Мы с Данькой то и дело пробовали устроить барабанный бой и заработали на этом немало затрещин от матери с отцом. Но эти затрещины были нам не больны, не обидны и сейчас помнятся как веселое приключение. Тогда мы с Данькой очень любили всякую перетаску, переборку, особенно если было во что погреметь.
Перетаскав все, уселись пить чай. Отец занял самое главное место за столом, в углу под иконами, которое долго-долго, все годы после смерти дедушки, всегда оставалось пустым. Даже в праздники, когда гостей бывало полное застолье, этот дедушкин угол не засаживали тесно, оставляли свободным небольшое местечко, будто на нем невидимо, но в самом деле сидел всамделишный дедушка.
Бабушка покосилась на моего родителя, ей не понравилась его выходка, но смолчала. Отец, рассевшись на главном месте, и повел себя как главный. Опять же самодовольно, гордо объявил:
— Теперь можете не горевать о хлебе, не заглядывать друг другу в рот.
Мы на этот отцовский приказ отозвались тем, что остановились жевать, глотать и с открытыми от удивления ртами воззрились на его рот, изрекший такое чудо.
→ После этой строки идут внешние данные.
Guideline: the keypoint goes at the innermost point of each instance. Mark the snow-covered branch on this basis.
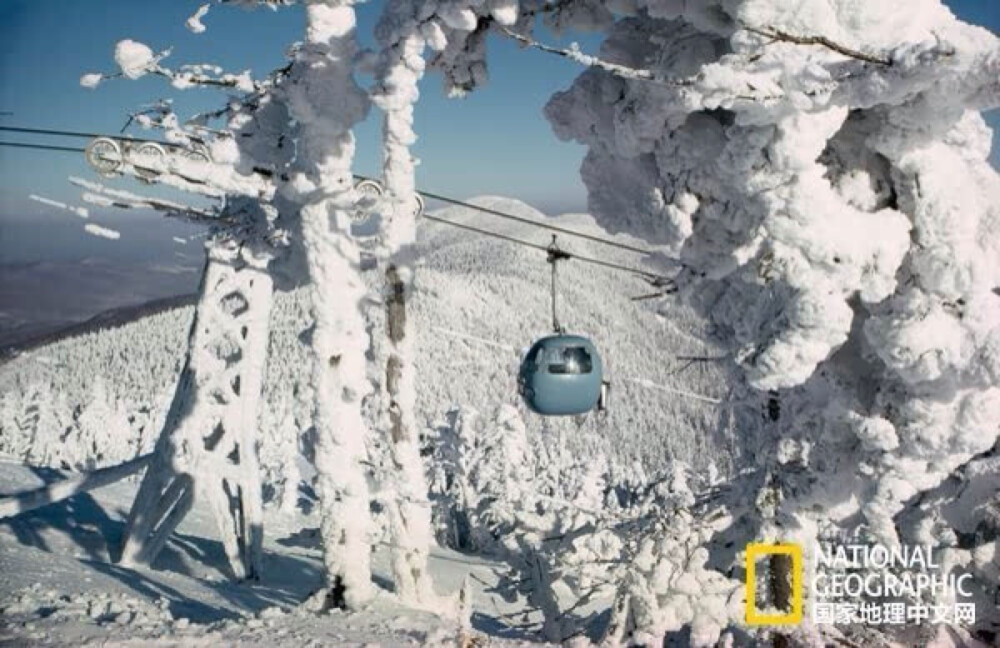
(779, 35)
(101, 195)
(574, 53)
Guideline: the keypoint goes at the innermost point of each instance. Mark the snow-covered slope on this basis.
(479, 303)
(59, 586)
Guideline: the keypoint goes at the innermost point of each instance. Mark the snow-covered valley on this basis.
(59, 584)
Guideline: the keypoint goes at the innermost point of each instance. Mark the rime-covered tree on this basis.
(817, 173)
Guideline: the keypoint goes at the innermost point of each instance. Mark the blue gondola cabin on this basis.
(561, 375)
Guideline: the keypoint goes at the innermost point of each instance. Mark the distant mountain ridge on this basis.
(478, 302)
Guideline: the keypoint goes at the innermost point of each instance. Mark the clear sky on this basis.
(495, 141)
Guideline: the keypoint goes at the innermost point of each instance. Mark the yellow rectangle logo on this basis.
(756, 551)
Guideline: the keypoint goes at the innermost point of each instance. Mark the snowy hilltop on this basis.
(813, 354)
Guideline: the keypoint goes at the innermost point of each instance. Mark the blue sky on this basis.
(495, 141)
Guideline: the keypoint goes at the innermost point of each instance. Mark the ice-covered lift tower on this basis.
(207, 447)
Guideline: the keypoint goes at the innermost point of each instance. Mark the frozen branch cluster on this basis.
(817, 170)
(836, 218)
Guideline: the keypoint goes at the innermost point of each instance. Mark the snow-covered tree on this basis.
(818, 172)
(101, 426)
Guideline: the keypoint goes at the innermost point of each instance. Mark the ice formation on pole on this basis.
(834, 215)
(325, 100)
(399, 71)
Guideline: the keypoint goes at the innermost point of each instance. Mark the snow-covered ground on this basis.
(106, 392)
(479, 303)
(58, 586)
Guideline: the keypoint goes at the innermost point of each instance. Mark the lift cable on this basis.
(44, 147)
(426, 194)
(656, 279)
(651, 276)
(82, 135)
(527, 221)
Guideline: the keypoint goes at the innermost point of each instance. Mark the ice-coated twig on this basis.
(98, 194)
(82, 212)
(782, 36)
(573, 53)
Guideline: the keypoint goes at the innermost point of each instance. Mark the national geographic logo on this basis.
(783, 552)
(861, 583)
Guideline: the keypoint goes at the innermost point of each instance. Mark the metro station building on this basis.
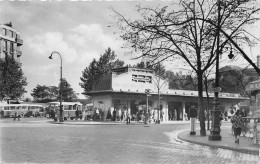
(125, 88)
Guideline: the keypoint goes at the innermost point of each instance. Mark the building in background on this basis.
(126, 89)
(10, 42)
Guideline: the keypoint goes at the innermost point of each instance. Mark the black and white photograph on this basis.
(129, 81)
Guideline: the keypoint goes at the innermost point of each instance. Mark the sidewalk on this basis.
(84, 122)
(227, 141)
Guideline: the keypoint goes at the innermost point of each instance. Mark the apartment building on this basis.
(10, 42)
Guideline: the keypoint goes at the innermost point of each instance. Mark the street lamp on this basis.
(147, 91)
(50, 57)
(215, 126)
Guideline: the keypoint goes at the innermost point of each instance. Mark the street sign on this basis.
(217, 89)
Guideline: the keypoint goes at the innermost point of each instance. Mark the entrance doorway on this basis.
(174, 111)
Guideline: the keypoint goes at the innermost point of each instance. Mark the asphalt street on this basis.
(35, 140)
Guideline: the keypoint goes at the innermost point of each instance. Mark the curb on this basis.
(247, 151)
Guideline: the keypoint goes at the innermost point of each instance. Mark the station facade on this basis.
(125, 89)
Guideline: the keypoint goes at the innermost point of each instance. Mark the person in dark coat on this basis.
(77, 114)
(128, 118)
(16, 115)
(114, 115)
(109, 114)
(237, 124)
(193, 115)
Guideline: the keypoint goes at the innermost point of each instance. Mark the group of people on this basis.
(118, 115)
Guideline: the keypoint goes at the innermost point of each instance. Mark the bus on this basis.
(24, 110)
(69, 109)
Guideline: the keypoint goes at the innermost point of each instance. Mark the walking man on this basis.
(193, 115)
(127, 117)
(16, 115)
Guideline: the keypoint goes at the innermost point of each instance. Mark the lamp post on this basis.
(215, 126)
(50, 57)
(147, 91)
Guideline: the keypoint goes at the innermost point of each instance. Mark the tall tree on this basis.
(13, 80)
(97, 69)
(40, 93)
(67, 92)
(190, 32)
(51, 93)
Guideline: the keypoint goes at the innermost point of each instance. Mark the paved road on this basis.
(36, 141)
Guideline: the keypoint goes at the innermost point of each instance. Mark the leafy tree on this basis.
(13, 81)
(194, 34)
(40, 93)
(67, 92)
(51, 93)
(97, 69)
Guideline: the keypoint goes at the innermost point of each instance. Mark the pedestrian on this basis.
(16, 115)
(77, 114)
(68, 116)
(221, 117)
(170, 115)
(114, 115)
(128, 118)
(237, 124)
(193, 115)
(108, 114)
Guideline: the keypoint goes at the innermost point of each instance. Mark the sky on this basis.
(80, 31)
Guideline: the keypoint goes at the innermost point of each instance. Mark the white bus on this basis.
(69, 109)
(8, 110)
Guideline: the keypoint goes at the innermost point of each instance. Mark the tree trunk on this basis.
(200, 104)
— Да, да, можете есть напропалую! — добавил отец и приказал бабушке: — Тещенька, подрежь-ка хлебца!
Снова, с большим еще недовольством, бабушка покосилась на отца, но хлеба добавила. А мы продолжали сидеть с удивленно открытыми ртами и вопрошающими взглядами. Такое же удивленное, вопрошающее лицо было и у бабушки.
— Чего воззрились на меня? Не верите? Где, мол, нашему неудаке кормить других, он сам себя прокормить не может. Да, этак думаете? — Говоря, отец глядел на одну бабушку и говорил, конечно, для нее.
— Ничего я не думаю, — молвила миролюбиво бабушка. — Ешьте, угощайтесь! А съедим… Мы тут привыкли жить без запаса. Едим да на бога глядим: не оставь, милостивец, голодом.
— Теперь не надо глядеть на него, на бога. Теперь без него будет завал.
— Да скажи ты напрямик, с чего так разбахвалился хлебом! — вдруг вскипела мама. — Важничаешь, ломаешься, кочевряжишься, а дела-то всего-навсего — нанялся в трактористы.
— Не малое дело, — сказал отец, продолжая важничать.
— И не велико. В каждой деревне тракторист, и не один.
— Зато хлебное.
— Это верно, — подтвердила бабушка. — У трактористов завсегда урожай. Натурой получают первосортное зерно. Да так тянут и сырым и вареным. Председатели, бригадиры, шофера и трактористы — самые богатые люди в деревне.
Весь день разговор между бабушкой и отцом был колючий, занозистый. А вечером, когда начали распределяться, кому где жить и спать, препирательство обернулось в ссору.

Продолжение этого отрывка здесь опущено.